All new parents ask this question of each of their children when they are born. Babies represent a sort of conviction that the world is not only characterized by evil and pain but is full of possibility, innocence and goodness too. Children are reminders of the hopes parents have for their families and for something better beyond the travails of this life.
But children are also vulnerable, small and fragile. They stir anxieties in the hearts of their parents even as they communicate joy. Each child brings a promise – but not a guarantee. God promises no one certain prosperity or tranquility for the future. All parenting entails a cost as well as a benefit to the world.
So, it would be entirely understandable if the Virgin Mary and Joseph were moved with many conflicting emotions on the day they walked through the sacred spaces of the Temple to the altar in order to fulfill “all the prescriptions of the law of the Lord” (Luke 2:39).
The Holy Spirit Speaks
It was the Holy Spirit who led the elder Simeon to the Temple that day to set his gaze on the holy Messiah of God in the form of a small baby. Let us put ourselves in the place of Mary and Joseph as they heard the wise man praise God very openly and declare that all of God’s promises to Israel were fulfilled through this Child (Luke 2:29-32).
What would a parent think and feel at a moment like that? It is said that Our Lady “kept all these things in her heart” (Luke 2:51) afterward. She must have remembered and pondered that precious moment with a mother’s heart every day of her life.
After that, for Mary and Joseph, the truth of the Child’s nature and calling was not just the subject of a personal visitation from an angel. His identity was confirmed by a holy man who “saw” the truth of God’s plan with the eyes of holiness.
That experience must have freed them from any anxiety about what the future would hold: their Child was fully immersed in a larger plan – and with Him so also were His parents.

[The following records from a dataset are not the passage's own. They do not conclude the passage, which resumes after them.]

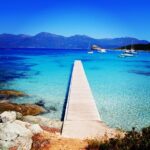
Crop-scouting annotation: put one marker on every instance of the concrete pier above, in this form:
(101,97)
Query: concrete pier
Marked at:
(82,118)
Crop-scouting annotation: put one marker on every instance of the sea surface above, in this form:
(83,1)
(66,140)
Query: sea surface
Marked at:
(121,86)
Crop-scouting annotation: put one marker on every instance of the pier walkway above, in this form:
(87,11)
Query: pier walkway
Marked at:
(82,118)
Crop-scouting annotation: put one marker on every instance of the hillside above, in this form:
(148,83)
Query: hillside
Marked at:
(48,40)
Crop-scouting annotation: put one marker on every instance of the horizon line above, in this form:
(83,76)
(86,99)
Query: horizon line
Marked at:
(73,35)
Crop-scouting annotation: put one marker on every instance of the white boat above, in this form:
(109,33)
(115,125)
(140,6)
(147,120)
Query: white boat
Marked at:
(98,49)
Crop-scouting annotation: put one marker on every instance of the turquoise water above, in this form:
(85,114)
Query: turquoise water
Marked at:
(121,86)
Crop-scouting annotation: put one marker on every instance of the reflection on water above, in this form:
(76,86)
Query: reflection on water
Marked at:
(120,85)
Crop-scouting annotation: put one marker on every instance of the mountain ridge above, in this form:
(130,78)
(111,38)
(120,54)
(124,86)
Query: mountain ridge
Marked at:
(50,40)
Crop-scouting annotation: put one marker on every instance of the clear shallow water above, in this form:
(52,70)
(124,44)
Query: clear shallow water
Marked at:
(121,86)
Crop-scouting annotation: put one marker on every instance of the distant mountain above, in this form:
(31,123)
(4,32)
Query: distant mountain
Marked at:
(137,47)
(48,40)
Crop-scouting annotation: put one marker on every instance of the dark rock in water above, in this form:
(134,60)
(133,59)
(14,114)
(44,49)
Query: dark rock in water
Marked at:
(7,94)
(24,109)
(40,103)
(51,108)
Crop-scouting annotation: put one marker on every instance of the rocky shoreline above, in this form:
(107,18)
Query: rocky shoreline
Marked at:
(16,131)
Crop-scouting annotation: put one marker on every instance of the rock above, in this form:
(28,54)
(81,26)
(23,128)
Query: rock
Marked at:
(14,134)
(35,129)
(17,134)
(24,109)
(19,116)
(7,94)
(8,116)
(42,121)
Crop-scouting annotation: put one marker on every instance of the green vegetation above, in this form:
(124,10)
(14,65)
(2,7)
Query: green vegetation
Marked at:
(132,140)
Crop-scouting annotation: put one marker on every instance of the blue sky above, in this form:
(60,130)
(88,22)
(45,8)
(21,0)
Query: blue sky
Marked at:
(96,18)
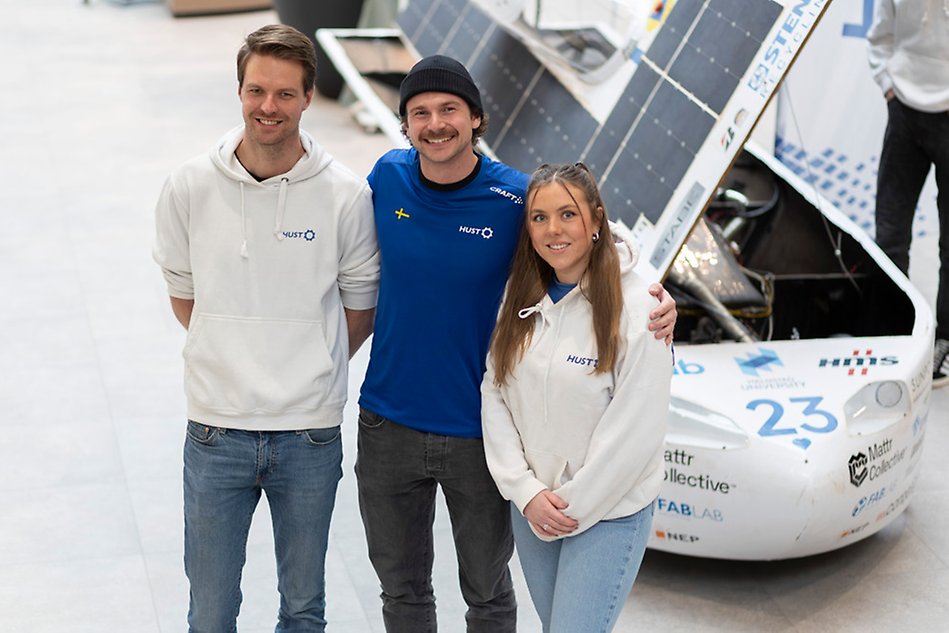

Hope Overcomes the Inevitability of Sorrows
But Simeon’s message was not only joy. It contained a warning: “Behold, this child is destined for the fall and rise of many in Israel, and to be a sign that will be contradicted (and you yourself a sword will pierce) so that the thoughts of many hearts may be revealed” (Luke 2:34-35).
Here is the major reason why parents feel the anxiety of parenting. The world is a dangerous place. Every mother knows this intuitively as she looks down into the face of innocence resting peacefully in her lap.
Parents only want to protect their children from the ravages of human sinfulness and the problems of the world, but they know they cannot. Mary and Joseph understood this from the beginning and received a bitter dose of that lesson soon afterward as Herod sought to kill the newborn King.
Yet Mary’s hope was in her God. She faced the future with the full conviction that there was a divine purpose to all things that happened in their lives and knew that God would not abandon their little family.
Simeon had brought the parents deep interior peace and a hopefulness that overcame the inevitability of future sorrows.
She Releases Us from Anxiety
One of the Virgin Mary’s beautiful titles is “Our Lady of Hope” because she brings victory over all the anxieties of this life.
Whether we are anxious about children or jobs or relationships or money, Mary helps us. She felt every single anguish that we feel – and perhaps more – because her life was perfectly united to the mystery of God who took on human flesh and embraced all the cares of this world as His own.
Whether we feel the stresses and strains of a busy life or the sharp persecutions that come as a consequence of our faith, Mary is our refuge. She unties the knots of anxiety in our hearts and fills us with the peace that only God can give.
Our Lady of Hope, Our Lady Undoer of knots, hear all of our prayers!